The government argued that the Army’s corrective action was reasonably related to the relevant procurement defects, including a “likely violation” of DFARS 215.306(c)(1) by its failure to conduct pre-award discussions, and because clarifications could not be used to correct material proposal mistakes. The Federal Circuit agreed with these points, finding that opening discussions at this post-award stage is “rationally related to the undisputed procurement defect of originally failing to conduct pre-award discussions, as reasonably interpreted by the agency to be required by the applicable regulations.”
The Federal Circuit also noted arguments concerning the alleged anticompetitive nature of the release of all offerors’ pricing as part of the Army’s corrective action, but that did not alter the appellate court’s conclusion.

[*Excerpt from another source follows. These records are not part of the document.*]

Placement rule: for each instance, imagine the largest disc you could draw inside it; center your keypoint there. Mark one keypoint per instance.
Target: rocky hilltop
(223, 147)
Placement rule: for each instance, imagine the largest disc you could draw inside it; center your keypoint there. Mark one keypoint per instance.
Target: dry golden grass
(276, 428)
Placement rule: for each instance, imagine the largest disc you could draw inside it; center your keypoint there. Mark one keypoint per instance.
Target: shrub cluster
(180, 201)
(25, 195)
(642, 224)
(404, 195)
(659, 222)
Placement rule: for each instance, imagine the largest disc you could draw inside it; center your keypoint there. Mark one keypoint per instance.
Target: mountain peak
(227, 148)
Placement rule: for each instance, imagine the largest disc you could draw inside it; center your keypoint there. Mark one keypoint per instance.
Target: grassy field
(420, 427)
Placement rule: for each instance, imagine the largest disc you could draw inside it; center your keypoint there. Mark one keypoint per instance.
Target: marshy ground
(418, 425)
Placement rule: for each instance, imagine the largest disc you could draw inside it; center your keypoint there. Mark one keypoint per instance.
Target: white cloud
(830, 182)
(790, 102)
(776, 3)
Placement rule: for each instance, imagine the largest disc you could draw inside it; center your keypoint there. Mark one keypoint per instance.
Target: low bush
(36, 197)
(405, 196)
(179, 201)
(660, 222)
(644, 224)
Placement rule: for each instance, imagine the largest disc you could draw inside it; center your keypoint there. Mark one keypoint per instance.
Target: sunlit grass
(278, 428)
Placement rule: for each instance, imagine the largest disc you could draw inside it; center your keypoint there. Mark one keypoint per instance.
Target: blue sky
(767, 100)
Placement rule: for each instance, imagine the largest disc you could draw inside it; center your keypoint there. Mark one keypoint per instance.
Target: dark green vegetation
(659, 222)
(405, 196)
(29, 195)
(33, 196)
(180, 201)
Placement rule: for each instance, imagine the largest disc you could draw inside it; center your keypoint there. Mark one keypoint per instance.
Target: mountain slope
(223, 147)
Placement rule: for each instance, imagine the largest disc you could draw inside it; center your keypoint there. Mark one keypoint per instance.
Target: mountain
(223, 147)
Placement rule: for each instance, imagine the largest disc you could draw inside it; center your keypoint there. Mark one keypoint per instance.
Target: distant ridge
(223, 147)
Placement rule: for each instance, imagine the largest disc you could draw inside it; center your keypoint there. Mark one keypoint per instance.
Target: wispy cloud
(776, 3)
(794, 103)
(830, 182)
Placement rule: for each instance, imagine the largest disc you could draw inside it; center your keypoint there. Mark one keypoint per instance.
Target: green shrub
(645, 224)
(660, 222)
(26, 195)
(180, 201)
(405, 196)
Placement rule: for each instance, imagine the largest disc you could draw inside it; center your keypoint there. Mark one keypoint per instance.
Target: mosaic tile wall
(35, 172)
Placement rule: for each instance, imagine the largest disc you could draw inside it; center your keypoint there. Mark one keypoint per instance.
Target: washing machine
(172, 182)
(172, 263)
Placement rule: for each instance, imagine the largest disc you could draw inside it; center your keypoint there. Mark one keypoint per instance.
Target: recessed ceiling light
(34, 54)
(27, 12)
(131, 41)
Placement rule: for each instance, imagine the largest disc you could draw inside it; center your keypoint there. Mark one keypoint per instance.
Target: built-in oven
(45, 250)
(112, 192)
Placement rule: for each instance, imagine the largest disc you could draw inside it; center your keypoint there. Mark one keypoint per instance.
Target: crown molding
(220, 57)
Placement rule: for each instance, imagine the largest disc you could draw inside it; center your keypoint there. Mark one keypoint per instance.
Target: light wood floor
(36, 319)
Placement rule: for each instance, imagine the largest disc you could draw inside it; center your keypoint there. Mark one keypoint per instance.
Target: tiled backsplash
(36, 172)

The court found no binding authority preventing, on the facts of this case, the release of this pricing information to all offerors, and that the agency provided a reasonable explanation for this aspect of its corrective action.
The Federal Circuit further found that the Army rationally chose discussions, rather than clarifications, for all offerors as the appropriate corrective action. The appellate court stated that the Army was “not legally required to address every option, but rather to provide a reasonable corrective action and adequately explain its reasoning for doing so,” and that even if there were other options available, the court would not substitute its judgment for the Army’s. The Federal Circuit reversed the CoFC’s grant of an injunction and reinstated the Army’s proposed corrective action.
Under Dell Federal Systems, the CoFC must take a more deferential approach to agency discretion when reviewing challenges to corrective action. As a result, agencies may be more willing to take corrective action and may do so more frequently, and protesters will face higher hurdles challenging that corrective action at the CoFC. But the CoFC remains a forum that will review such challenges, and it remains to be seen how future case law will develop under the latest Federal Circuit precedent.